There are no hard and fast rules for how to create a histogram based on a set of statistical data; the person making the graph gets to choose the groupings on the x-axis as well as the scale and starting and ending points on the y-axis. Just because there is an element of choice, however, doesn't mean every choice is appropriate; in fact, a histogram can be made to be misleading in many ways.
Although the number of groups you use for a histogram is up to the discretion of the person making the graph, there is such a thing as going overboard, either by having way too few bars, with everything lumped together, or by having way too many bars, where every little difference is magnified.
To decide how many bars a histogram should have, you should take a good look at the groupings used to form the bars on the x-axis and see if they make sense. For example, it doesn't make sense to talk about exam scores in groups of 2 points; that's too much detail — too many bars. On the other hand, it doesn't make sense to group people's ages by intervals of 20 years; that's not descriptive enough.
The above and below figures illustrate this point.
Each histogram summarizes n = 222 observations of the amount of time between eruptions of the Old Faithful geyser in Yellowstone Park. Histogram #1 uses six bars that group the data by 10-minute intervals. This histogram shows a general skewed left pattern, but with 222 observations you are cramming an awful lot of data into only six groups; for example, the bar for 75–85 minutes has more than 90 pieces of data in it. (That's over 40% of the data set!) You can break it down further than that.
Histogram #2 shows the same data set, where the time between eruptions is broken into groups of 3 minutes each, resulting in 19 bars. Notice the distinct pattern in the data that shows up with this histogram which wasn't uncovered in histogram #1. You see two distinct peaks in the data: one peak around the 50-minute mark, and one around the 75-minute mark. A data set with two peaks is called bimodal; histogram #2 shows a clear example.

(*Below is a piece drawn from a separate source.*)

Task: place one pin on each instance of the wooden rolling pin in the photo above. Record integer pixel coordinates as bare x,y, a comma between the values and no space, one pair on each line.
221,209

Looking at histogram #2, you can conclude that the geyser has two categories of eruptions: one group that has a shorter waiting time, and another group that has a longer waiting time. Within each group you see the data are fairly close to where the peak is located. Looking at histogram #1, you couldn't say that.
The y-axis of a histogram shows how many observations are in each group, using counts or percentages. A histogram can be misleading if it has a deceptive scale and/or inappropriate starting and ending points on the y-axis.
Watch the scale on the y-axis of a histogram. If it goes by large increments and has an ending point that's much higher than needed, you see a great deal of white space above the histogram. The heights of the bars are squeezed down, making their differences look more uniform than they should. If the scale goes by small increments and ends at the smallest value possible, the bars become stretched vertically, exaggerating the differences in their heights and suggesting a bigger difference than really exists.
The following example uses a different scale on the vertical (y) axis than histogram #2.
Histogram #3 takes the Old Faithful data (time between eruptions) and uses vertical increments of 20 minutes, from 0 to 100. Compare this to histogram #2, which uses vertical increments of 5 minutes, from 0 to 35. Histogram #3 has a lot of white space and gives the appearance that the times are more evenly distributed among the groups than they really are. It also makes the data set look smaller, if you don't pay attention to what's on the y-axis. Of the two graphs, histogram #2 is more appropriate.